Tehan’s comments follow Prime Minister Scott Morrison’s announcement over the weekend that the Government would strengthen discrimination laws to remove any opportunity for schools to discriminate.

In a statement, Morrison said his government did not support the expulsion of students from religious non-state schools on the basis of their sexuality and would be making amendments “as soon as practicable” to enforce such view.

Leading politics and religion analyst, Professor Marion Maddox from Macquarie University, described Morrison’s move as a “striking development” in the PM’s handling of his party’s conservative wing.

She told InDaily ahead of her upcoming public oration in Adelaide that the Government’s announcement signified its acceptance that a person’s sexual orientation was not a lifestyle choice.

“It’s an acknowledgment that being gay is just part of who you are and not as the conservative wing of his party and some conservative Christians would like to have it,” Maddox said.

“I also see it as Morrison having a blind panic before the Wentworth by-election.”

Maddox said the New South Wales seat of Wentworth, vacated recently by outgoing Prime Minister Malcolm Turnbull, had strongly supported same-sex marriage during last year’s marriage equality postal vote.

Morrison’s response to the Ruddock review controversy, she said, was, therefore, a case of “fairly targeted issue management” before Saturday’s by-election.

“It’s just one of those issues that blew up at the wrong moment, had to be shut down and the repercussions will keep on rolling for quite a while because I don’t think the conservative wing is going to be very happy with that conclusion,” Maddox said.

“It (religious freedom) is just going to be one of those fights that just keep going on and on, like climate change and the marriage debate itself. It will come up again soon enough.”

Professor Marion Maddox has warned Australia’s education system has become one of the most religiously segregated in the world.

Maddox will use a public address in Adelaide next week to argue against the Federal Government’s recent $4.6 billion boost in spending on Catholic and Independent schools.

The funding package has been widely criticised by public education groups, who argue they have been short-changed by the Federal Government.

“The thing that is particularly unusual in Australia is that segregation in religious schools is not just allowed but it’s supported by enormous injections of public money,” Maddox said.

“For reasons that have little to do with religious commitment and more with politics we have forgotten the secular values that motivated our system’s founders.”

Maddox said Australia’s education system had become “one of the most religiously and economically segregated systems in the western world”, driven by successive Federal Governments’ increased spending on the independent school system.

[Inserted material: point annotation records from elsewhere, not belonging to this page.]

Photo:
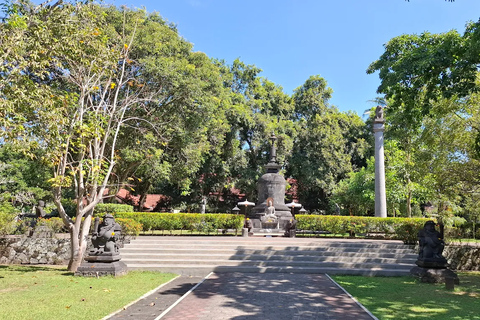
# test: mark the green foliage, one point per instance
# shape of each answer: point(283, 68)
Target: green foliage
point(328, 146)
point(405, 229)
point(207, 223)
point(408, 298)
point(434, 65)
point(22, 179)
point(65, 296)
point(103, 208)
point(129, 226)
point(7, 218)
point(55, 224)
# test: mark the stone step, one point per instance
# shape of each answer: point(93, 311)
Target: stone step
point(262, 249)
point(269, 253)
point(188, 269)
point(197, 255)
point(254, 241)
point(278, 257)
point(269, 263)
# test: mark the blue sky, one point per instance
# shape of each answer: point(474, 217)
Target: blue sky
point(291, 40)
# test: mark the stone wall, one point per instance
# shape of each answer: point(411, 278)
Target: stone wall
point(463, 257)
point(27, 250)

She also argued South Australian public schools, which she said were once the national leaders in secular education in the early colonial days, were today further segregating students by inviting volunteers to present their religious views to students.

“There are two problems with having volunteers come in to teach children about their own religious tradition – one is that the children are split up for those classes and so you only learn about your religious traditions, you don’t learn about anybody else’s.

“The other is that for many children that moment of when you separate into your different religious groups might be their first experience in their whole life of being segregated on the basis of a personal attribute.

“They are being taught by volunteers who may know something about their subject or they may just have a lot of love of Jesus that they want to share.

“We send our students to school to learn maths, we expect the teacher to have expertise in that subject and how to relate that to children and in a lot of schools, scripture has become the joke subject and not taught in an adequate manner.”

Maddox said she was in support of public schools teaching religion as part of their curriculum, provided all religious views were considered.

She will deliver the Catherine Helen Spence Oration at the Unitarian Church in Norwood on Friday, October 26.